According to many Turks/Germans the president has reduced their contribution to Germany to an offensive cliché. Prominent figures from journalism, culture, research and business, with origins in Turkey but born and raised in Germany, have taken to social media to criticize what they see as a clumsy attempt to represent the descendants of the “guest worker” program ”, without taking them seriously or treating them as equals. Almost a joke. Ozan Demircan, Istanbul correspondent of the economic and financial newspaper Handelsblatt, pointed out that Steinmeier could have chosen to highlight numerous successful Turkish-German figures, such as Uğur Şahin and Özlem Türeci, the founders of BioNTech, the company that together with Pfizer developed the first COVID-19 vaccine authorized in Europe, or director İlker Çatak, who received an Oscar nomination this year. “Millions of Gastarbeiter helped build the German Wirtschaftswunder,” he wrote on X/Twitter, referring to the post-war “economic miracle,” “and the German president brings a kebab maker to Turkey.”
Tuncay Özdamar, of the public broadcaster WDR, the public radio and television broadcaster of North Rhine-Westphalia, criticized the choice to highlight the popular streetfood, calling it “stuff from the past” and “banal”, adding: «If you visit Italy you will not sure bring the pizza.” Jörg Lau, international correspondent for Die Zeit, wrote simply: «Cringe», embarrassing. It didn’t go any better with Turkish-German politicians, former SPD Bundestag member Lale Akgün commented: “apparently the kebab has integrated better than the Turks who have to resort to the rotating spit to get the recognition they deserve” .
Akgün was born in Istanbul and, according to her own statements, came to Germany at the age of nine. “While people of Turkish origin fight for their identity and a place in society, the federal president, probably with the best intentions (!), places them behind the counter of snack bars.” Linke member of the Bundestag Gökay Akbulut would have liked another gift from Steinmeier for the Ankara government: “considering the sorry state of the Turkish constitutional state, I would have advised the president to bring Erdogan a copy of the European Convention on Human Rights in Turkish”.

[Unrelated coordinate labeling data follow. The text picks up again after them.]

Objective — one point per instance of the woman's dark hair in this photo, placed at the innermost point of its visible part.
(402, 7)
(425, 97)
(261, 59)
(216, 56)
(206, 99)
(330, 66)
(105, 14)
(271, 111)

In fact the same opinion as Deniz Yücel, the Turkish-German correspondent of the Tageszeitung and Welt, who from 27 February 2017 to 16 February 2018 was imprisoned in Turkey for alleged “terrorist propaganda”, a detention which the Turkish Constitutional Court later defined as illegal. Yücel underlined that Steinmeier did not say a word about the human rights situation in Turkey, a missed opportunity that is much more serious than the spit affair. But the kebab won over everything: the fact that Steinmeier was also accompanied by the mayor of Hanover Belit Onay, the director of DHL Mustafa Tonguc and by the writer Dincer Gucyeter, has ended up in the shadows behind the symbolism of streetfood meat preparation. The only one to rejoice in the situation was himself Arif Keleşthe owner of the place where the kebab came from, whose grandfather worked for years in a German factory before opening his restaurant in 1986. Keleş, even before leaving for Ankara, declared that he was proud that Steinmeier took him “to the homeland of my ancestors”, considering it a “great honor”.